Home News Compact R7 bot enters the fray

The R7 is designed to slip through narrow openings, and for stability on all axes

Exail, the company formed in 2022 from a team-up between ECA Group and iXblue, has unveiled its new ROV, the R7, which has been developed for police, naval, customs agency and coast guard support. The unit is reportedly capable of tasks ranging from search and rescue, port/harbour surveillance and diver assistance to UXO identification and pollution management.

The compact bot measures 780mm in length, 551mm in width and 424mm in height, and weighs 32kg – making it “easy to transport and deploy by a team of just two people”, comments Philippe Roumegue, Exail sales director. The ROV can be deployed directly from land or from a small craft. Each R7 comes with an electric powerpack, a 327m-long umbilical cable and a control unit – the latter featuring a mobile console that displays data captured by the R7 and its sensors.
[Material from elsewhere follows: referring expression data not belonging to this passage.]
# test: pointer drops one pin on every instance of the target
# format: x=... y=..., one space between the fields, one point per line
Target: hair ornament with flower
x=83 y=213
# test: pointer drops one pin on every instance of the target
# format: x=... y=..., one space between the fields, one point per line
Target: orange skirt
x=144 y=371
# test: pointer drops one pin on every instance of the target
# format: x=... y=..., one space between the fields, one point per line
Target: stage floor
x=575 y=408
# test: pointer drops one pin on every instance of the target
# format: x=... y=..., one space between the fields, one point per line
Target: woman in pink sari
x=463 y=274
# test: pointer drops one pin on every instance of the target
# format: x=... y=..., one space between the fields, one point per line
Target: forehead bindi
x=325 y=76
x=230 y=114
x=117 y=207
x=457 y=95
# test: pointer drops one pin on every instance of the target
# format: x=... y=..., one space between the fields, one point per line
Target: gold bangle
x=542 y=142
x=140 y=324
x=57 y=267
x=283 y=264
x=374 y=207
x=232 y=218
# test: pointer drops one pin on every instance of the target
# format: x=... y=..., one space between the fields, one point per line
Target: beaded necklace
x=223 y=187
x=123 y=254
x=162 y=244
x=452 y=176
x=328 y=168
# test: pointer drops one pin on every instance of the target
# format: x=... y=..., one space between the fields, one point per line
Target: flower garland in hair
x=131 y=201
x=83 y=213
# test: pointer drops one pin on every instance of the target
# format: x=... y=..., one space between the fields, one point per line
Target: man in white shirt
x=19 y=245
The ROV incorporates four vectored horizontal thrusters and three vertical thrusters for optimal manoeuvrability in three axes, even when up against strong currents, Exail says. The unit has been designed to operate at depths in excess of 300m, and with a forward speed of 3knots in 0knots current.
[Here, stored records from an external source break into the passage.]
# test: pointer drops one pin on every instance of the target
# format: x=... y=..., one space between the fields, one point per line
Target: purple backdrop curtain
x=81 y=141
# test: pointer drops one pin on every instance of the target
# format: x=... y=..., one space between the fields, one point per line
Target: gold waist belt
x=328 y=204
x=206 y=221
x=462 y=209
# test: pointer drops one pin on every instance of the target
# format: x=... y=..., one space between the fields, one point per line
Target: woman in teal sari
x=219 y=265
The R7 also comes equipped with full HD cameras with 4x zoom, enabling the ROV to capture high-quality imagery in low-light (or high-turbidity) conditions, which it then streams to shore in real time. The unit’s sensors are supported by two LED projectors, each rated 5,000lumens, for the same purpose. Exail adds: “In underwater environments with low visibility, sonar remains the reference sensor. The R7 can be equipped with imaging sonars, navigation sonars, and side-scan sonars.” The drone can also be fitted with a multifunctional arm for underwater object manipulation, plus a doppler velocity log for enhanced precision of movement.
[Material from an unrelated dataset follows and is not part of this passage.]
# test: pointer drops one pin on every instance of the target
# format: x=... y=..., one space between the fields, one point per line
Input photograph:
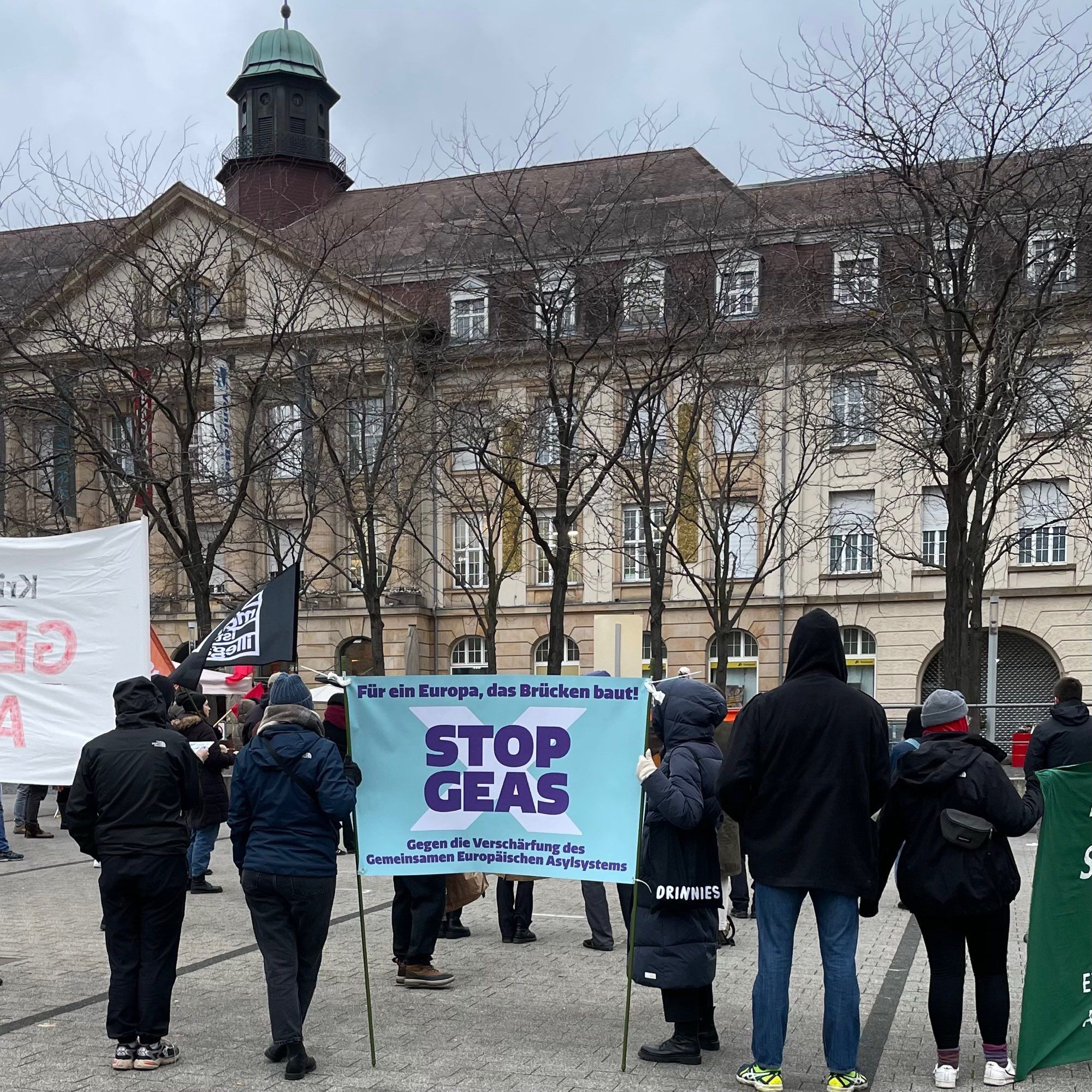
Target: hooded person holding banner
x=679 y=888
All ROV and sensor data is displayed on a pair of 15” touch screens with anti-glare properties, and the vehicle itself is controlled via a multifunction joystick. Roumegue claims that an operator can achieve “perfect efficiency” of R7 control after two days of training, adding: “Tests have shown that the R7 is incredibly stable on all axes: it can manoeuvre through narrow openings to enter a wreck, or orient itself nose-up to inspect a hull.” The motors are coupled to an attitude and heading reference system for accurate pitch and roll control, and the ROV control system features self-diagnostic functionality.